Auch Nabiullina macht sich keine Illusionen: „Die Wirtschaft leidet unter Arbeitskräftemangel. Einige Wachstumsressourcen sind erschöpft.“ Sie ist sich sicher: „Nicht Geschwindigkeit ist wichtig, sondern Nachhaltigkeit.“ Doch die Wirtschaft will offensichtlich beides. Daher der Druck auf die Zentralbank, den Zinssatz zu senken, insbesondere vom Wirtschaftsministerium. Reschetnikow mahnte, die Politik dürfe die Diskussion nicht auf ein mechanisches Ziel reduzieren.
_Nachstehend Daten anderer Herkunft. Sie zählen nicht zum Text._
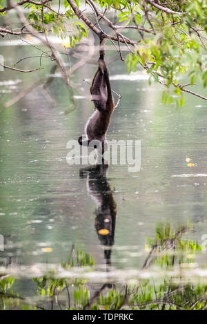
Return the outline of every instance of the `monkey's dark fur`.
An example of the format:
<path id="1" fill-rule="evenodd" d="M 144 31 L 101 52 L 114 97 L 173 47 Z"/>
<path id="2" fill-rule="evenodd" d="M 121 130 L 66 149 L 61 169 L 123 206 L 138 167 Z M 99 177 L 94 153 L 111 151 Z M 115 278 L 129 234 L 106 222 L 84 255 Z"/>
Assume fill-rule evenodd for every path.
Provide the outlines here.
<path id="1" fill-rule="evenodd" d="M 98 60 L 98 70 L 93 78 L 90 87 L 92 101 L 95 104 L 95 111 L 88 119 L 85 133 L 86 140 L 82 136 L 79 138 L 80 145 L 89 145 L 92 140 L 99 140 L 102 145 L 102 153 L 104 153 L 104 142 L 111 115 L 115 109 L 112 95 L 108 72 L 104 61 L 103 39 L 100 42 L 100 57 Z"/>

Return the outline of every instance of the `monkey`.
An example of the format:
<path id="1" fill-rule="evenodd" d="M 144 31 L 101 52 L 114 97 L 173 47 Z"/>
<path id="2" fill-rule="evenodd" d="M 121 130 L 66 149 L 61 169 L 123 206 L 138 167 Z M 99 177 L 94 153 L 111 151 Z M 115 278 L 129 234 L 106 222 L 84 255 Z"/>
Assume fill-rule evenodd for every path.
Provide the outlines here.
<path id="1" fill-rule="evenodd" d="M 101 153 L 103 154 L 106 131 L 115 109 L 115 103 L 108 71 L 104 61 L 103 39 L 100 37 L 100 39 L 99 66 L 90 88 L 92 101 L 95 104 L 95 111 L 85 126 L 86 139 L 83 140 L 83 137 L 80 136 L 78 141 L 80 145 L 88 146 L 92 140 L 99 141 L 101 144 Z"/>

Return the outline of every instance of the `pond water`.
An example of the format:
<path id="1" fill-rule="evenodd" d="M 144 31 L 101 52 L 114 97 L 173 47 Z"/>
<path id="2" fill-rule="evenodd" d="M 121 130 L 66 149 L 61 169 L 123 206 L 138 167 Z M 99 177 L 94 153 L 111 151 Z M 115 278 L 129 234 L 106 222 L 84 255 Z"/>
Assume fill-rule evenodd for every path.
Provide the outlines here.
<path id="1" fill-rule="evenodd" d="M 6 65 L 12 66 L 21 57 L 39 53 L 31 46 L 11 44 L 1 46 L 1 55 Z M 113 53 L 107 56 L 110 60 Z M 8 294 L 12 285 L 14 294 L 26 298 L 23 307 L 37 307 L 39 303 L 39 307 L 64 308 L 66 297 L 59 301 L 48 292 L 50 299 L 46 291 L 50 287 L 51 292 L 56 285 L 61 289 L 63 283 L 54 283 L 55 280 L 69 278 L 66 287 L 73 301 L 70 307 L 75 307 L 87 304 L 87 294 L 91 297 L 103 286 L 112 295 L 115 291 L 110 289 L 115 283 L 121 290 L 124 283 L 137 285 L 157 276 L 159 285 L 168 270 L 171 279 L 180 274 L 179 265 L 183 283 L 193 283 L 196 287 L 199 283 L 203 287 L 207 280 L 205 248 L 203 245 L 197 255 L 195 250 L 201 249 L 188 245 L 197 242 L 205 247 L 207 238 L 206 102 L 187 95 L 182 108 L 164 105 L 162 86 L 150 86 L 148 75 L 141 71 L 128 75 L 125 63 L 117 58 L 108 68 L 112 88 L 123 97 L 112 115 L 108 140 L 140 140 L 141 169 L 128 172 L 128 165 L 110 164 L 88 171 L 86 166 L 67 163 L 66 144 L 83 133 L 93 111 L 88 99 L 90 86 L 83 79 L 91 81 L 96 67 L 86 64 L 72 75 L 77 102 L 73 109 L 63 82 L 57 72 L 52 75 L 53 65 L 43 59 L 45 69 L 32 75 L 0 73 L 0 234 L 3 249 L 0 265 L 1 273 L 9 276 L 0 281 L 1 289 Z M 19 68 L 34 66 L 39 66 L 39 58 L 23 61 Z M 14 104 L 4 107 L 19 92 L 49 75 L 54 77 L 46 90 L 37 87 Z M 205 93 L 198 86 L 196 91 Z M 106 213 L 110 217 L 105 226 Z M 103 227 L 109 229 L 109 236 L 98 232 Z M 173 261 L 170 269 L 166 261 L 166 267 L 150 262 L 151 267 L 143 269 L 153 247 L 150 243 L 156 239 L 156 229 L 157 238 L 163 228 L 170 229 L 172 237 L 184 229 L 180 236 L 182 242 L 188 242 L 188 247 L 182 249 L 186 258 L 178 260 L 176 266 Z M 168 238 L 166 234 L 159 236 L 159 242 Z M 43 276 L 48 276 L 46 284 L 42 284 Z M 32 280 L 34 277 L 39 279 Z M 148 293 L 151 288 L 146 281 L 144 285 Z M 38 287 L 41 297 L 36 294 Z M 50 303 L 52 299 L 52 306 L 48 298 Z M 15 298 L 7 298 L 1 307 L 21 308 L 23 302 L 18 301 L 15 303 Z"/>

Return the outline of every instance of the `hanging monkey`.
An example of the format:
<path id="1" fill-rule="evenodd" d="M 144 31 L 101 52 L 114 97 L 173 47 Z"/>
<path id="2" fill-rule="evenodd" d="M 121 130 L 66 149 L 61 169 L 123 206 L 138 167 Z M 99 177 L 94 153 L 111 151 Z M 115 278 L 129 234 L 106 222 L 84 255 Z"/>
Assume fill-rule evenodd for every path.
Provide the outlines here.
<path id="1" fill-rule="evenodd" d="M 100 56 L 98 60 L 98 70 L 93 78 L 90 91 L 92 101 L 95 104 L 95 111 L 88 119 L 86 126 L 86 139 L 79 138 L 80 145 L 88 146 L 93 140 L 101 144 L 101 153 L 104 153 L 104 142 L 115 104 L 112 95 L 108 72 L 104 61 L 103 39 L 100 37 Z"/>

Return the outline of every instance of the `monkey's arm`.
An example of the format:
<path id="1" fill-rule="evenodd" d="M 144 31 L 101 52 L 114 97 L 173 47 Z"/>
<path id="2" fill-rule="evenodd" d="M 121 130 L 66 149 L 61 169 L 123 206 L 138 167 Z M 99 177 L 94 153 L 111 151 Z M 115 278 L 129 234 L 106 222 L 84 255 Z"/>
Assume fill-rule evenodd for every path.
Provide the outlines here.
<path id="1" fill-rule="evenodd" d="M 99 68 L 95 75 L 90 90 L 95 108 L 99 111 L 102 111 L 106 110 L 108 99 L 108 87 L 106 82 L 106 73 L 107 74 L 108 72 L 103 59 L 99 59 L 98 63 Z"/>

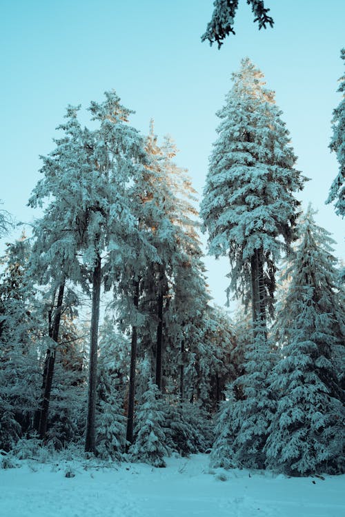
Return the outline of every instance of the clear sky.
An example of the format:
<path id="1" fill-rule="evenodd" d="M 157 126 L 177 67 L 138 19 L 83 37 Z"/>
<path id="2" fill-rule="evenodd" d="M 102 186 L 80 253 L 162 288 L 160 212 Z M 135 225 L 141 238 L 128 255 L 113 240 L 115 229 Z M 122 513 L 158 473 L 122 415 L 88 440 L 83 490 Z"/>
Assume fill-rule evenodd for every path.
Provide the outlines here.
<path id="1" fill-rule="evenodd" d="M 328 145 L 344 73 L 345 2 L 266 3 L 273 29 L 259 31 L 241 0 L 236 35 L 218 50 L 200 41 L 212 0 L 1 0 L 2 207 L 18 220 L 32 221 L 26 205 L 39 179 L 39 155 L 53 149 L 66 105 L 86 108 L 112 88 L 136 111 L 130 122 L 143 134 L 153 117 L 159 136 L 172 136 L 180 150 L 177 162 L 188 169 L 201 194 L 216 138 L 215 112 L 231 72 L 248 56 L 275 90 L 297 168 L 311 179 L 300 195 L 304 207 L 310 201 L 319 210 L 317 222 L 333 234 L 335 254 L 344 258 L 344 220 L 324 201 L 338 169 Z M 221 305 L 227 261 L 208 258 L 206 263 L 211 292 Z"/>

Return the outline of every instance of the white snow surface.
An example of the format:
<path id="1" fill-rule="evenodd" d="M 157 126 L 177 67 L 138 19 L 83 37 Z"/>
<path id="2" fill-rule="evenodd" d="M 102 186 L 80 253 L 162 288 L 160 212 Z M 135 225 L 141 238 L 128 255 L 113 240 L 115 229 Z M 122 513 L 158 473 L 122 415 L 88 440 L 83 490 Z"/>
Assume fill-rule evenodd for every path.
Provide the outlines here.
<path id="1" fill-rule="evenodd" d="M 26 460 L 0 469 L 1 517 L 343 517 L 345 476 L 210 469 L 209 456 L 143 463 Z M 72 472 L 74 477 L 66 474 Z"/>

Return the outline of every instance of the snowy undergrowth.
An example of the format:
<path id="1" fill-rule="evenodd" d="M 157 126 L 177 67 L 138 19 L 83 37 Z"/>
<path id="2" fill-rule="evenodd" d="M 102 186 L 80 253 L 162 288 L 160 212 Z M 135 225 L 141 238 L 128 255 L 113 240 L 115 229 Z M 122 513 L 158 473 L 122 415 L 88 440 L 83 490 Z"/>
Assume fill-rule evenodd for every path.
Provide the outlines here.
<path id="1" fill-rule="evenodd" d="M 0 515 L 340 517 L 345 513 L 345 476 L 288 478 L 269 471 L 210 469 L 206 454 L 166 458 L 161 469 L 77 453 L 55 453 L 46 463 L 12 455 L 17 468 L 0 469 Z"/>

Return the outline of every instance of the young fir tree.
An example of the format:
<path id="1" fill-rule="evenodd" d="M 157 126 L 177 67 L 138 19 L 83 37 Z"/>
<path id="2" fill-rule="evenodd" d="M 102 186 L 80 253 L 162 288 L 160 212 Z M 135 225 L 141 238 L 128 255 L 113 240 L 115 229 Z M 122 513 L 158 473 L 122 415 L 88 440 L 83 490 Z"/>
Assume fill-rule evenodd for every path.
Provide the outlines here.
<path id="1" fill-rule="evenodd" d="M 135 441 L 130 452 L 139 461 L 154 467 L 165 467 L 164 456 L 170 451 L 164 429 L 165 416 L 162 411 L 161 394 L 156 383 L 150 379 L 143 394 L 137 414 Z"/>
<path id="2" fill-rule="evenodd" d="M 270 377 L 278 403 L 265 447 L 269 467 L 294 476 L 345 468 L 345 397 L 334 363 L 337 351 L 344 367 L 345 314 L 333 241 L 313 213 L 309 208 L 301 225 L 278 312 L 282 358 Z"/>
<path id="3" fill-rule="evenodd" d="M 345 64 L 345 48 L 342 48 L 340 57 Z M 335 201 L 334 205 L 337 215 L 345 215 L 345 74 L 340 77 L 340 85 L 337 90 L 342 94 L 342 99 L 333 111 L 333 130 L 330 149 L 337 154 L 339 162 L 339 172 L 333 182 L 329 196 L 326 203 Z"/>

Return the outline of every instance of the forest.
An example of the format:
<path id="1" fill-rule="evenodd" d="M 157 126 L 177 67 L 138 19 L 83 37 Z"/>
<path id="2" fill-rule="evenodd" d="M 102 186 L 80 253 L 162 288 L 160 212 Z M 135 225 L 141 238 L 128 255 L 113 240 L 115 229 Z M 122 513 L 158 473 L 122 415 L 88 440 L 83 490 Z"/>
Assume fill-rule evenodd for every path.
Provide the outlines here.
<path id="1" fill-rule="evenodd" d="M 325 199 L 339 222 L 344 91 L 343 76 Z M 344 473 L 344 265 L 313 207 L 302 213 L 308 179 L 263 73 L 248 58 L 233 73 L 199 206 L 153 121 L 143 136 L 114 90 L 90 103 L 88 128 L 80 108 L 41 157 L 28 205 L 41 216 L 1 258 L 2 466 L 74 447 L 161 467 L 207 452 L 215 467 Z M 10 226 L 2 210 L 3 235 Z M 234 318 L 212 303 L 201 232 L 229 261 Z"/>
Doch Nabiullina selbst drückte sich klar aus: „Eine niedrige Inflation ist die Grundlage für die Aufrechterhaltung der Realeinkommen. Wir haben uns dafür eingesetzt und werden dies auch weiterhin tun.“

Unerwartet entwickelte sich die Inflationsdebatte zu einem Gespräch über Liebe. Laut Reschetnikow geht es entweder darum, dass die Inflation vier Prozent betragen sollte, oder alles wird wie in der Türkei, wo die Inflation im zweistelligen Prozentbereich gemessen wurde. Der Minister glaubt, dass zwischen diesen Polen noch ein Entscheidungsbereich besteht, über den diskutiert werden kann. „Können wir neben dem Glauben an eine Inflation von vier Prozent auch ein wenig Liebe für die Wirtschaft zeigen?“, fragte Reschetnikow Nabiullina. Sie blieb nicht still und versicherte allen, dass sie als ehemalige Wirtschaftsministerin die Wirtschaft genauso liebe wie die aktuelle.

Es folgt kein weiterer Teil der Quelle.